What is it time for? A reality check to remind me that sometimes my most stressful problems of the hour can be so insignificant compared to what befalls other people. Tucked away in collegeland with no TV and a really static-y alarmclock radio, it's easy for me to overindulge in my own problems (as big or small as they may be) and forget about what's going on in the rest of the world. Katrina and a movie I saw tonight burst my bubble.

Reality Check #1:
A few days before Katrina made landfall, my neighbor, a meteorology major, posted a satellite picture of Katrina on her door. She giddily encaptioned it with, "Category 5! It's going to DESTROY New Orleans!" Katrina, or what was left of it, rolled into upstate New York rather uneventfully a few days ago. First came the clouds, and then two days of rain helped relieve this part of the country which apparently suffered from a pretty bad drought this summer. (Although, considering this is one of the cloudiest/rainiest parts of the country, a drought might have not been such a bad thing...) That was just about all I knew about Katrina at first.

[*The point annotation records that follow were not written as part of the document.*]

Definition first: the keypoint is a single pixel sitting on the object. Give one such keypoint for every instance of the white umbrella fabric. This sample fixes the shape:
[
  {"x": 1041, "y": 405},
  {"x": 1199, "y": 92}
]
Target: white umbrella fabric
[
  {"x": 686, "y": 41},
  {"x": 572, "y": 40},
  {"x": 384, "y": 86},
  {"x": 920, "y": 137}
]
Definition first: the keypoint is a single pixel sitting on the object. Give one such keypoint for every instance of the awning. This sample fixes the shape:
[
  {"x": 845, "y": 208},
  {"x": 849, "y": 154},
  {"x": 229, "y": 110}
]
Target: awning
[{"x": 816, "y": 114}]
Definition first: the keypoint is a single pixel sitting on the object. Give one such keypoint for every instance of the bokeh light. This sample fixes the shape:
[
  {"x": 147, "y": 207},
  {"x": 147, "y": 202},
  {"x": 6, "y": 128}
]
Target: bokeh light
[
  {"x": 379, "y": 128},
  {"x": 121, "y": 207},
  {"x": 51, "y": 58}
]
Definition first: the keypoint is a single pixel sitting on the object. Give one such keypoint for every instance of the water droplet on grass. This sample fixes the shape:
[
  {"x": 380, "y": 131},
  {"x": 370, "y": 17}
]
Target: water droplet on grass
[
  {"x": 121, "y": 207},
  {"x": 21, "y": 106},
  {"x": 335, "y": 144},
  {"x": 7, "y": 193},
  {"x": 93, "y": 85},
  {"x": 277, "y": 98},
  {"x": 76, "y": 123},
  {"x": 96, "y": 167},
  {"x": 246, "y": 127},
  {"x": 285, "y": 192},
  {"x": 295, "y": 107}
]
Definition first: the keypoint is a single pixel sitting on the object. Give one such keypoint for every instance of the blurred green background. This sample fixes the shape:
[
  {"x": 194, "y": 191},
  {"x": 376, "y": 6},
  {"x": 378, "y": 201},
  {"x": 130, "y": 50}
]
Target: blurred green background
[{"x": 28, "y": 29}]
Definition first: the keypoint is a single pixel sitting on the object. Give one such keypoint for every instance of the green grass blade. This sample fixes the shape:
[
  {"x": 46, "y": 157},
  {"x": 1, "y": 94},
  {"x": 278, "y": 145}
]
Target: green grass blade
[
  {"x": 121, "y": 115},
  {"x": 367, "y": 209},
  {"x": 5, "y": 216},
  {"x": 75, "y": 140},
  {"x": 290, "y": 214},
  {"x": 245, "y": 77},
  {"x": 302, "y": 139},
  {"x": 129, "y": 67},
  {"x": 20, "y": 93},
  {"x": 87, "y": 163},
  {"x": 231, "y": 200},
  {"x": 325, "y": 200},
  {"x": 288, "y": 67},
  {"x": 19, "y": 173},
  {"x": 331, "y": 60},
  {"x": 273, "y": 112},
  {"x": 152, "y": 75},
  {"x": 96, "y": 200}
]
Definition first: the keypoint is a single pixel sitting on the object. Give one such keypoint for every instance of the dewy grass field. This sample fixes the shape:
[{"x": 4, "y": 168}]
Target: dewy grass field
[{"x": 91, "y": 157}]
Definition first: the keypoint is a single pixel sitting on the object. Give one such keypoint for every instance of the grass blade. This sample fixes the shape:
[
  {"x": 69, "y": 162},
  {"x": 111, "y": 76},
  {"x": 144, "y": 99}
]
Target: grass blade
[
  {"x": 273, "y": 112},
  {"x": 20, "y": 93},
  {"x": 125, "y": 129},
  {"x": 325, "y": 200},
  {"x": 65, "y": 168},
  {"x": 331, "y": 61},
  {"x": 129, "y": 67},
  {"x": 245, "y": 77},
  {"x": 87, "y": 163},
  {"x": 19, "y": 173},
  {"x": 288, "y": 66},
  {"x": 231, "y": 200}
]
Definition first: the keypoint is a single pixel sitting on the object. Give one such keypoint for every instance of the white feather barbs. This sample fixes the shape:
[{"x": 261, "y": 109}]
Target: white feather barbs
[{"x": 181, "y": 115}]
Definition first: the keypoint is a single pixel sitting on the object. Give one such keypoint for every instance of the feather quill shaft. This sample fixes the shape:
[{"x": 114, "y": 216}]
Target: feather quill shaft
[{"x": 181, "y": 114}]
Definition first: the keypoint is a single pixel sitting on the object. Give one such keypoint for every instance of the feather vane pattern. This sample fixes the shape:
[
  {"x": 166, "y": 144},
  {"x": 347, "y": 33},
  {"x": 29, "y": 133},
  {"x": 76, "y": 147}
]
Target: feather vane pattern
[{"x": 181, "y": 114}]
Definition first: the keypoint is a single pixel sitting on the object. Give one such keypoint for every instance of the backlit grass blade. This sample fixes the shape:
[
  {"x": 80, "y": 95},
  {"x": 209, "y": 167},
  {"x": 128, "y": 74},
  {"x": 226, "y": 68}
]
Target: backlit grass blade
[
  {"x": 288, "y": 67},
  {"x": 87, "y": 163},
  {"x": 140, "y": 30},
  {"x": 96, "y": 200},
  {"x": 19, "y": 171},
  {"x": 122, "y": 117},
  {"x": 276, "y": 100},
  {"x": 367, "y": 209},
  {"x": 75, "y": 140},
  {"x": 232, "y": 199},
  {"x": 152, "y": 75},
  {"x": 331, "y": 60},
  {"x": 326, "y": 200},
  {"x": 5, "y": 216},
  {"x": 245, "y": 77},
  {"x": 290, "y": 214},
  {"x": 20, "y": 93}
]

For the next couple days the front headline on Yahoo! News was about Katrina, so I gleaned little bits of information from the panicked articles. Then I took a tour through an online photogallery of the mess Katrina left behind, and I was shocked to see something like Venice, Italy in New Orleans: water, instead of asphalt roads, checker-boxed the city! I also read Yolanda's accounts of the disaster as she tried to make contact with her family, and finally managed to track some of them down and hear first hand what has been going on. I've been trying to picture a metropolis of millions and countless small towns in the area as flooded ghosttowns mixed with some wild-west lawlessness, but for me it's been a fickle fleeting image that I just can't seem to comprehend.

Reality Check #2:
I saw the movie Crash tonight. Wow. Easily one of the most intense movies, especially impressive considering it was not made as a horror or thriller intended to spook people out. The movie is a chilling account of racial tensions in today's Los Angeles. It shows how stereotypes get confirmed and disconfirmed in our daily lives and how our impatient intolerance can sometimes be disastrous. Whew, it was an intense one, people.

After these reality checks, I was surprised to learn that my university was doing something quite considerate. My school's motto is the Big Red, and it only took a few days into my freshman orientation to convince me it should really be the Big Red Tape. I haven't been too proud or impressed of this ivy league institution in my two years here, but perhaps for the first time my university's giving me something to take pride in. Despite the fact that classes started a week and a half ago, we're opening our doors to Tulane University students and faculty and even offering financial aid. Given the administrative nightmare it is to process even enrolled students, this quick turnaround and acceptance is pretty admirable.

Although it's great that some Tulane students and faculty will be able to continue their work and study this year, I don't envy those who will be making the transition to another school. It's not easy to adjust, and it's especially not easy to adjust to a new school environment after classes have started, over 1000 miles away, perhaps without any friends or acquaintances, and after knowing that your school if not home has been severely impacted in a hurricane.

So I contacted my Dean of Students and told her that I'd be happy to show some new students around campus, take them out to dinner and introduce them to my friends. It's the least that I can do.